US defence relies on breathtaking innovation

* a chemical that caused 'severe and lasting halitosis', to identify guerrillas trying to blend in with civilians;

* a process for making troops' skin unbearably sensitive to sunlight.

The proposals, from the US Air Force Wright Laboratory in Dayton, Ohio, apparently date from 1994. The lab sought Pentagon funding for research into what it called "harassing, annoying and 'bad guy'-identifying chemicals". Sunshine Project spokesman Edward Hammond said it was not known if the proposed six-year research plan was pursued.

Sunshine Project: "distasteful but completely non-lethal" fun with gay spray?

The IPKat has long wondered what sorts of inventions are barred from patentability under the Patents Act 1977, section 1(3) (= European Patent Convention, Article 53) as being "an invention the commercial exploitation of which would be contrary to public policy or morality". Now he thinks he knows.
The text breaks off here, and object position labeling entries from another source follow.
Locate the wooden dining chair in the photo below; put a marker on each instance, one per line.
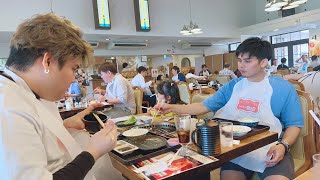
(223, 79)
(184, 92)
(197, 98)
(138, 97)
(297, 85)
(305, 145)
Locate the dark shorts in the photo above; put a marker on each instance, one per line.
(284, 168)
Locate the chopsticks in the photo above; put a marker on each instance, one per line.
(175, 155)
(99, 120)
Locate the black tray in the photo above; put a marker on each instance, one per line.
(254, 130)
(140, 155)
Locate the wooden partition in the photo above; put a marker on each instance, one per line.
(230, 58)
(214, 62)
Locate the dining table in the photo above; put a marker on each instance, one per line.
(311, 174)
(227, 153)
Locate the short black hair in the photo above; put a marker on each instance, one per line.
(108, 66)
(141, 68)
(313, 58)
(255, 46)
(192, 71)
(124, 65)
(169, 88)
(176, 68)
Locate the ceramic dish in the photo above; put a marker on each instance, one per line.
(124, 148)
(251, 122)
(149, 142)
(131, 121)
(238, 130)
(135, 132)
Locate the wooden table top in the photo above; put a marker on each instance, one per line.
(227, 153)
(311, 174)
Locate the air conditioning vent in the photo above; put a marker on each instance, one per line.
(122, 45)
(94, 44)
(195, 45)
(288, 12)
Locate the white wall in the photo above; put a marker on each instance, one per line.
(160, 61)
(178, 58)
(218, 18)
(4, 50)
(216, 49)
(262, 16)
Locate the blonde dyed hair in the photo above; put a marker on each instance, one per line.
(47, 33)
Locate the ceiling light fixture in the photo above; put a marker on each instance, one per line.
(275, 5)
(192, 28)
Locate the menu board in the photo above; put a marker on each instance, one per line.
(101, 14)
(141, 9)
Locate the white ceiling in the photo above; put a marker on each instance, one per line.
(223, 21)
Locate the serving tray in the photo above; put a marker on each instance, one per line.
(254, 130)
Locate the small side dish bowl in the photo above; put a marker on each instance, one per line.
(135, 132)
(250, 122)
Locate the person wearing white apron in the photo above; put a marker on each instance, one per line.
(34, 142)
(272, 100)
(177, 75)
(118, 92)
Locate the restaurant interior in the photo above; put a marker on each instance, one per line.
(163, 34)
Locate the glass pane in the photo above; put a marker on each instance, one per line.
(281, 52)
(296, 50)
(285, 37)
(305, 49)
(305, 34)
(295, 36)
(233, 47)
(276, 39)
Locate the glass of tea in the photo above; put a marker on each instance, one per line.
(182, 123)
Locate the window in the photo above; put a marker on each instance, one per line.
(294, 36)
(298, 51)
(2, 63)
(290, 46)
(233, 47)
(281, 52)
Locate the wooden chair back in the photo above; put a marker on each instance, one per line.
(138, 97)
(184, 91)
(305, 146)
(297, 85)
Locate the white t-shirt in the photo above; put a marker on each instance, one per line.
(189, 75)
(138, 80)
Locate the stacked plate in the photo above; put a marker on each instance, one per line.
(208, 140)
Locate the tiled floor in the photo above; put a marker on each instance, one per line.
(215, 175)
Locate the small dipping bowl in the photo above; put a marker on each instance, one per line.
(91, 123)
(250, 122)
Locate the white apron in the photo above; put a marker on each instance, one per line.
(252, 99)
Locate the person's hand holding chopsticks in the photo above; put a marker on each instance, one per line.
(103, 141)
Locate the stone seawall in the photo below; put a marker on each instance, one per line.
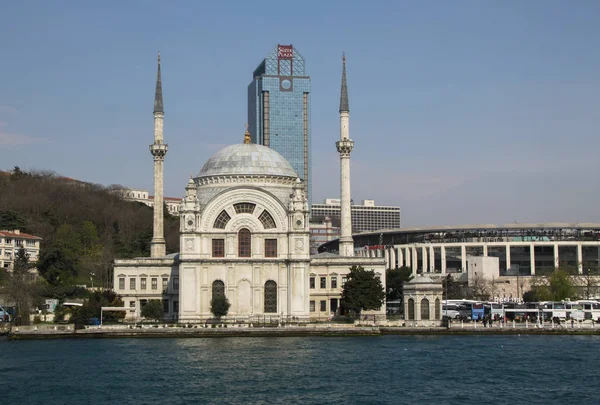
(198, 331)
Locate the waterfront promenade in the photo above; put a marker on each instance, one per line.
(45, 331)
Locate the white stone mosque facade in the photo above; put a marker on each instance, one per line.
(245, 234)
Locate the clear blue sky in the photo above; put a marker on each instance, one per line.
(462, 112)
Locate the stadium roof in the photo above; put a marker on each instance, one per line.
(490, 227)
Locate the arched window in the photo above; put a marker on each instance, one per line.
(218, 288)
(244, 208)
(425, 309)
(267, 220)
(411, 309)
(244, 243)
(222, 220)
(270, 297)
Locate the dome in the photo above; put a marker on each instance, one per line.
(247, 159)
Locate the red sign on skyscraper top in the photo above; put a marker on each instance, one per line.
(285, 51)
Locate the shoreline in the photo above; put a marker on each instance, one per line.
(68, 332)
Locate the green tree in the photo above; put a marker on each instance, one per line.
(219, 305)
(555, 287)
(394, 282)
(153, 310)
(21, 288)
(11, 220)
(90, 260)
(362, 291)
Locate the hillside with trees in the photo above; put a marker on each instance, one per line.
(83, 226)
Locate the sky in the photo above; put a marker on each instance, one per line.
(461, 112)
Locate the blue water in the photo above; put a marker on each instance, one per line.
(308, 370)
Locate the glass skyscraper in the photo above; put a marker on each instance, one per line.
(279, 109)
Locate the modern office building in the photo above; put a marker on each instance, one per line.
(279, 109)
(322, 232)
(365, 217)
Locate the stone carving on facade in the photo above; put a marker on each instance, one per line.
(244, 222)
(221, 202)
(189, 244)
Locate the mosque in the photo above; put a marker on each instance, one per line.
(245, 234)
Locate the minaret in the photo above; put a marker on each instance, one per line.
(344, 147)
(158, 150)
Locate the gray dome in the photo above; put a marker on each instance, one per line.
(247, 159)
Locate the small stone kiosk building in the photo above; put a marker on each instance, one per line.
(422, 302)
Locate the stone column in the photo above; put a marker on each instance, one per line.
(431, 259)
(158, 150)
(443, 258)
(400, 257)
(344, 148)
(579, 259)
(415, 260)
(532, 259)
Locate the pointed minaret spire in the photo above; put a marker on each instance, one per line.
(158, 107)
(158, 150)
(344, 147)
(344, 106)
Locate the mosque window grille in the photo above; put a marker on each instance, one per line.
(425, 309)
(267, 220)
(270, 297)
(411, 309)
(244, 208)
(270, 247)
(218, 247)
(244, 243)
(218, 288)
(222, 220)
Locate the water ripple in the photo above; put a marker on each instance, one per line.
(311, 370)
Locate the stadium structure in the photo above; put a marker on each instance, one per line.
(521, 250)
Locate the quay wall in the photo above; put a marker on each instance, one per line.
(201, 331)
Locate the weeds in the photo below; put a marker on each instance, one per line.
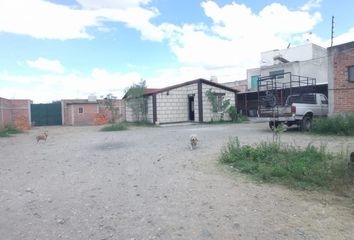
(335, 125)
(307, 168)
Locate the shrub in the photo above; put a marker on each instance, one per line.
(307, 168)
(335, 125)
(8, 130)
(115, 127)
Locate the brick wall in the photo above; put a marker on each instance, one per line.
(92, 112)
(342, 89)
(15, 112)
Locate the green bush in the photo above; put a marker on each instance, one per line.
(335, 125)
(306, 168)
(115, 127)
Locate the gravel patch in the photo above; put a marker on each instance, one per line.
(146, 183)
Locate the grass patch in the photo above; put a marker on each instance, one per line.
(7, 131)
(115, 127)
(308, 168)
(342, 125)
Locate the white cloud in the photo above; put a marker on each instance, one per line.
(41, 19)
(237, 35)
(46, 65)
(311, 4)
(46, 20)
(121, 4)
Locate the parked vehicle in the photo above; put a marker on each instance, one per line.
(299, 109)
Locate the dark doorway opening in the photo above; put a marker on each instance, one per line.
(191, 108)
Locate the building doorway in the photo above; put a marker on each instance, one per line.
(191, 107)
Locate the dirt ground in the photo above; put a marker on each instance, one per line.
(146, 183)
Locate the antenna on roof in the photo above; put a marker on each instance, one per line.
(332, 31)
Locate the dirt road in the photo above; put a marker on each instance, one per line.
(146, 183)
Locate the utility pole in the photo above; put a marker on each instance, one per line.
(332, 31)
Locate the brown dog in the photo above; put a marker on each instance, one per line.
(42, 136)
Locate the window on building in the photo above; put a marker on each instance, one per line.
(324, 99)
(254, 80)
(278, 73)
(219, 101)
(351, 74)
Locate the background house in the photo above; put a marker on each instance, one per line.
(15, 112)
(183, 102)
(341, 78)
(89, 111)
(307, 60)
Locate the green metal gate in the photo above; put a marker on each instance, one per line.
(46, 114)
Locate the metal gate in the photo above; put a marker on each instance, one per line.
(46, 114)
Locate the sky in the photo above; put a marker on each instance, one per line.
(70, 49)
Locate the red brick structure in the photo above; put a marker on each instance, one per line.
(84, 112)
(16, 113)
(340, 78)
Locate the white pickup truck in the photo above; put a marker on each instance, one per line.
(299, 110)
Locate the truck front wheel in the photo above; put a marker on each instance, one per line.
(306, 123)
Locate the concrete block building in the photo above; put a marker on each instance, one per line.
(341, 78)
(185, 102)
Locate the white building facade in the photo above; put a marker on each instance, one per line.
(307, 60)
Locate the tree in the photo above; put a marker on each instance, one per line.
(136, 100)
(110, 104)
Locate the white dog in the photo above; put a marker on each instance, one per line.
(193, 141)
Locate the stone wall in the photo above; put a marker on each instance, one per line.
(208, 114)
(172, 105)
(16, 113)
(340, 90)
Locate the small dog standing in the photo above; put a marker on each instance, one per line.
(193, 141)
(42, 136)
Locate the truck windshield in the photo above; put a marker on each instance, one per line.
(304, 98)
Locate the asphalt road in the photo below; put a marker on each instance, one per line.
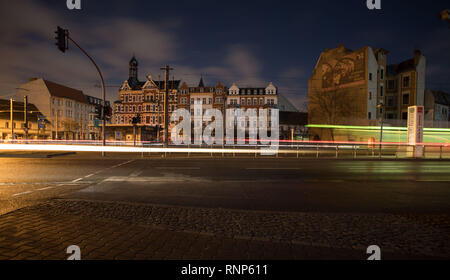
(251, 184)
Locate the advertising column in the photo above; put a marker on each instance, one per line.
(415, 131)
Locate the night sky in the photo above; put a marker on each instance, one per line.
(248, 42)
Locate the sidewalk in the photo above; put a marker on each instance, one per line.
(45, 231)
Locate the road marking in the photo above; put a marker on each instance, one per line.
(17, 194)
(270, 168)
(179, 168)
(136, 173)
(120, 164)
(43, 189)
(324, 181)
(443, 181)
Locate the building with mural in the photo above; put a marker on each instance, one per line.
(359, 87)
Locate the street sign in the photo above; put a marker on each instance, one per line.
(415, 131)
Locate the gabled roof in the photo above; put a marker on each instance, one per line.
(135, 84)
(441, 97)
(405, 66)
(201, 84)
(173, 84)
(18, 108)
(58, 90)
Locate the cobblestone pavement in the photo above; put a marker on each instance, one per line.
(105, 230)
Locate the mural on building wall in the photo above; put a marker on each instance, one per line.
(344, 72)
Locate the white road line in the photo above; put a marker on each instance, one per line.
(179, 168)
(43, 189)
(136, 173)
(437, 181)
(17, 194)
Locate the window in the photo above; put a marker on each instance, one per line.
(406, 81)
(391, 84)
(404, 115)
(405, 99)
(390, 101)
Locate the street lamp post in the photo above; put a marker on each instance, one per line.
(62, 37)
(381, 108)
(12, 118)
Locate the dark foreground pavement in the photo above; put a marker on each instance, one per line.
(122, 208)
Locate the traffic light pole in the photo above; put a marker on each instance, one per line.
(12, 118)
(103, 91)
(166, 106)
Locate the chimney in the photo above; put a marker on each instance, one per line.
(417, 55)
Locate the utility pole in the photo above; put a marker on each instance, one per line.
(381, 108)
(62, 39)
(166, 106)
(25, 119)
(56, 135)
(12, 118)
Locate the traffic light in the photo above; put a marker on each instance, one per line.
(61, 39)
(98, 112)
(136, 119)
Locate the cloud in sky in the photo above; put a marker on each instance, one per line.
(252, 46)
(29, 51)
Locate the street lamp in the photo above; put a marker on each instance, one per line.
(445, 16)
(62, 41)
(25, 112)
(381, 110)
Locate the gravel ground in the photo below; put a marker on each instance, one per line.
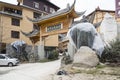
(30, 71)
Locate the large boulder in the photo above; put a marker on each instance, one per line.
(85, 57)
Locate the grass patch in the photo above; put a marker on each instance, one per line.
(45, 60)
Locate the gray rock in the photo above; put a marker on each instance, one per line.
(85, 57)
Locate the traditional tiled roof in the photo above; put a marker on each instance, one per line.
(55, 14)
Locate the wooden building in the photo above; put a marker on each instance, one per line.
(13, 19)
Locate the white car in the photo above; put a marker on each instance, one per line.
(7, 60)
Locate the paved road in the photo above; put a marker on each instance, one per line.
(30, 71)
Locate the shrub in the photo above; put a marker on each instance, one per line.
(111, 52)
(54, 55)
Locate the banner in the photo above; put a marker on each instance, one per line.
(117, 8)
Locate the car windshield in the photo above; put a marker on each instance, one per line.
(9, 56)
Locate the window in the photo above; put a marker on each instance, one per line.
(13, 11)
(118, 3)
(15, 22)
(36, 5)
(2, 57)
(54, 27)
(15, 34)
(36, 15)
(45, 8)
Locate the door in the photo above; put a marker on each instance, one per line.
(3, 60)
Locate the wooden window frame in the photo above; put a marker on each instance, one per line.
(15, 34)
(15, 22)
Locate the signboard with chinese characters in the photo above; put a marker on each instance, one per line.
(117, 10)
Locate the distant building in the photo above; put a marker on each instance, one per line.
(13, 19)
(99, 15)
(53, 29)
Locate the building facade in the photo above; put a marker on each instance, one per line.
(53, 29)
(13, 19)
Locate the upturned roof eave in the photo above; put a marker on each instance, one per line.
(56, 14)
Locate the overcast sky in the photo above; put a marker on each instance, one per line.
(81, 5)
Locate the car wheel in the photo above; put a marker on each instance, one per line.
(10, 64)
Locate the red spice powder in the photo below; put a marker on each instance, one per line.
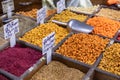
(18, 59)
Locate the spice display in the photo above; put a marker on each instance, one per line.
(111, 59)
(25, 24)
(36, 35)
(87, 10)
(118, 37)
(32, 13)
(3, 77)
(109, 13)
(3, 43)
(104, 26)
(83, 47)
(18, 59)
(57, 71)
(67, 15)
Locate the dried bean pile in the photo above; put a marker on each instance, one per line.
(67, 15)
(109, 13)
(83, 47)
(36, 35)
(111, 59)
(18, 59)
(104, 26)
(25, 24)
(57, 71)
(32, 13)
(3, 43)
(87, 10)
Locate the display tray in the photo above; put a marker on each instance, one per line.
(79, 13)
(30, 71)
(61, 43)
(108, 13)
(117, 36)
(25, 24)
(92, 16)
(100, 74)
(68, 62)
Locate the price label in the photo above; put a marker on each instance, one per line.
(41, 15)
(11, 28)
(6, 4)
(60, 6)
(48, 43)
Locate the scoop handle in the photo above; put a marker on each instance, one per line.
(60, 23)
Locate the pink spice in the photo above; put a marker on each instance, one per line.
(18, 59)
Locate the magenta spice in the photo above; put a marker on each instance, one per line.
(2, 77)
(18, 59)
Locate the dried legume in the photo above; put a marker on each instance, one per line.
(111, 59)
(18, 59)
(109, 13)
(104, 26)
(36, 35)
(87, 10)
(67, 15)
(32, 13)
(25, 24)
(57, 71)
(83, 47)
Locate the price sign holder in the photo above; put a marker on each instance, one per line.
(41, 15)
(47, 45)
(60, 6)
(6, 4)
(10, 29)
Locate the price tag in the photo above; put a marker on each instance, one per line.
(47, 45)
(60, 6)
(7, 3)
(41, 15)
(11, 28)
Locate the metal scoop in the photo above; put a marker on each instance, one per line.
(76, 26)
(25, 3)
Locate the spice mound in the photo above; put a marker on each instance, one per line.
(109, 13)
(67, 15)
(36, 35)
(32, 13)
(57, 71)
(111, 59)
(87, 10)
(104, 26)
(18, 59)
(83, 47)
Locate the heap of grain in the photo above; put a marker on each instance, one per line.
(57, 71)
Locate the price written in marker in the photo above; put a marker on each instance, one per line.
(6, 4)
(41, 15)
(11, 28)
(60, 6)
(47, 45)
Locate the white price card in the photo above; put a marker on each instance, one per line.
(7, 3)
(48, 43)
(60, 6)
(11, 28)
(41, 15)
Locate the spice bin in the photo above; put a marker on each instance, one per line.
(25, 70)
(104, 26)
(108, 12)
(71, 64)
(108, 68)
(36, 35)
(76, 47)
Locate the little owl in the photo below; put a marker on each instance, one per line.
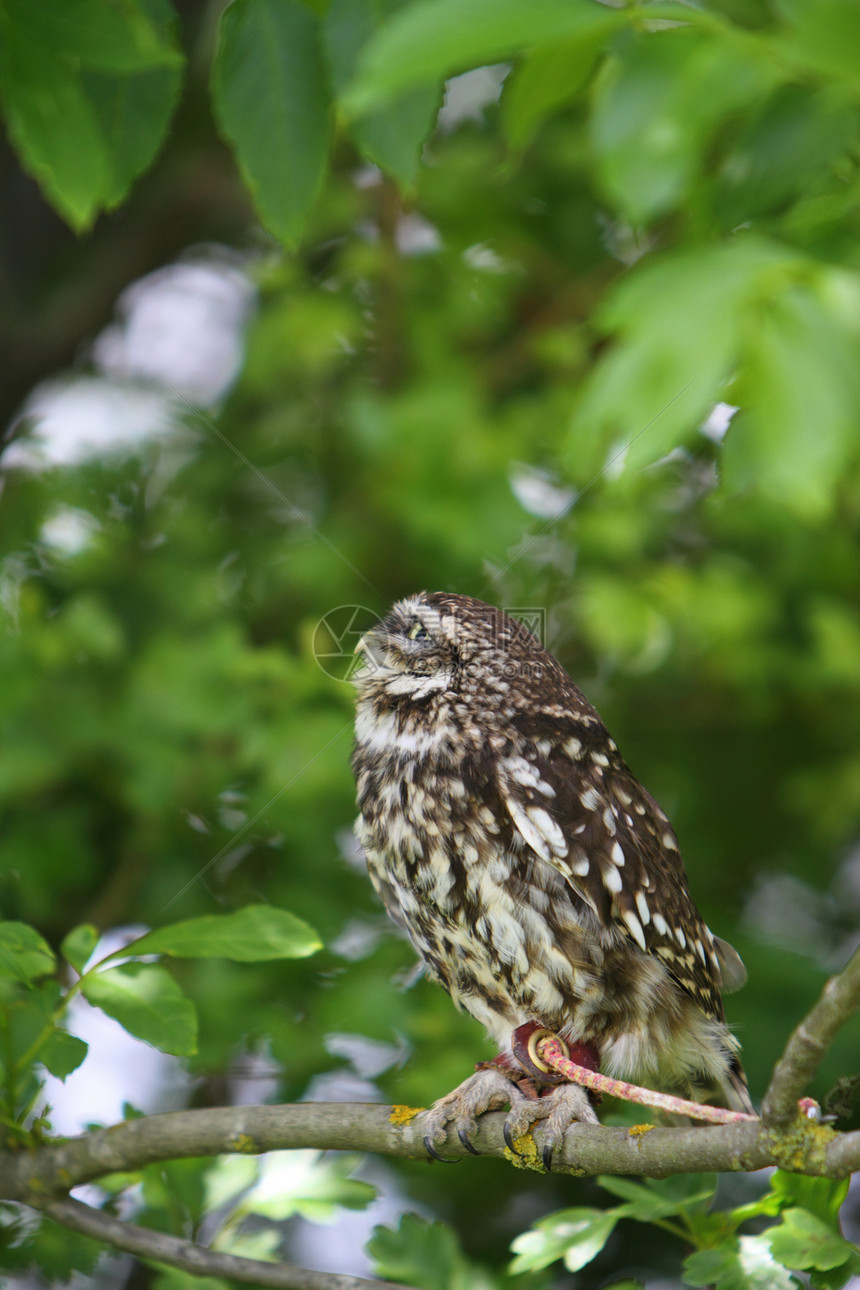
(533, 873)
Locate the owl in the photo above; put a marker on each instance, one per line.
(534, 875)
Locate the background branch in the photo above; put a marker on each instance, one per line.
(36, 1177)
(196, 1258)
(810, 1042)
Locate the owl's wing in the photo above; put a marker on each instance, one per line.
(575, 804)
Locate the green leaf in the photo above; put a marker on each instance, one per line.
(62, 71)
(253, 934)
(820, 1196)
(743, 1263)
(426, 1255)
(270, 97)
(574, 1235)
(304, 1183)
(681, 325)
(62, 1053)
(549, 78)
(662, 98)
(802, 370)
(823, 35)
(147, 1002)
(433, 39)
(79, 944)
(393, 134)
(660, 1199)
(111, 35)
(23, 953)
(803, 1241)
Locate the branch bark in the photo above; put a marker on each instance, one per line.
(810, 1042)
(196, 1258)
(43, 1177)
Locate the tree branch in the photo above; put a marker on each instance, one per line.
(810, 1042)
(196, 1258)
(43, 1175)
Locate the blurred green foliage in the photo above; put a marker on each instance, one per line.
(659, 216)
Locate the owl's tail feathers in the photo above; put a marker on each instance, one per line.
(732, 1090)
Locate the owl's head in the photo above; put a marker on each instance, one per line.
(439, 643)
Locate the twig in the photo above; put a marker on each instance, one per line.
(196, 1258)
(810, 1041)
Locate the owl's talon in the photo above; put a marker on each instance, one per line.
(464, 1138)
(431, 1151)
(485, 1090)
(508, 1139)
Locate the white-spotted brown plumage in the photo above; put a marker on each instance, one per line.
(534, 875)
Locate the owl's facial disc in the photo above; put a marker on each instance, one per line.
(406, 655)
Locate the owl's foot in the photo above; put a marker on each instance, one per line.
(555, 1111)
(489, 1089)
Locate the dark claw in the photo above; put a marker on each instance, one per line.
(508, 1139)
(431, 1151)
(464, 1138)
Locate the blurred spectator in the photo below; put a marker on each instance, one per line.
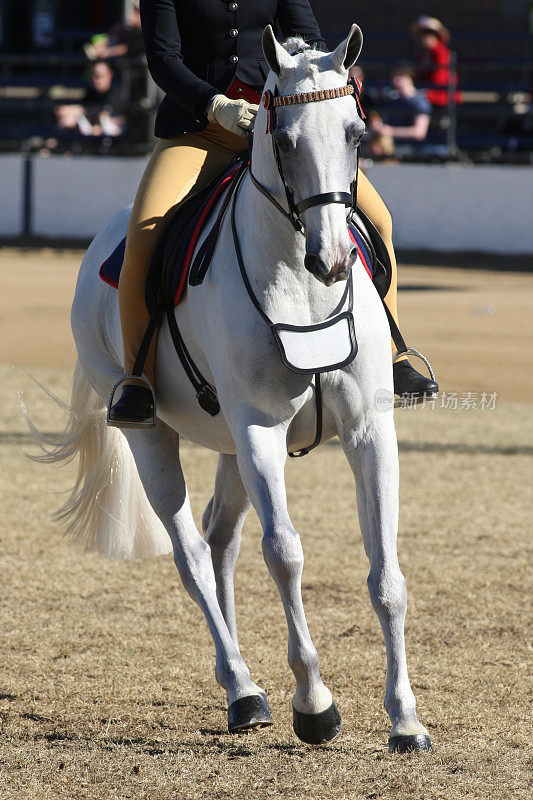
(98, 113)
(406, 111)
(375, 144)
(433, 65)
(124, 39)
Mischievous Merpel says: "Just think what fun you can have if you spray one bunch of people with the aphrodisiac spray and the other bunch with halitosis chemical ..."

Sunshine Project official website here
More on the Sunshine Project here
Other Sunshine Projects here and here
SPREADING A LITTLE SUNSHINE SPREADING A LITTLE SUNSHINE Reviewed by Jeremy on Friday, January 14, 2005 Rating: 5

No comments:

All comments must be moderated by a member of the IPKat team before they appear on the blog. Comments will not be allowed if the contravene the IPKat policy that readers' comments should not be obscene or defamatory; they should not consist of ad hominem attacks on members of the blog team or other comment-posters and they should make a constructive contribution to the discussion of the post on which they purport to comment.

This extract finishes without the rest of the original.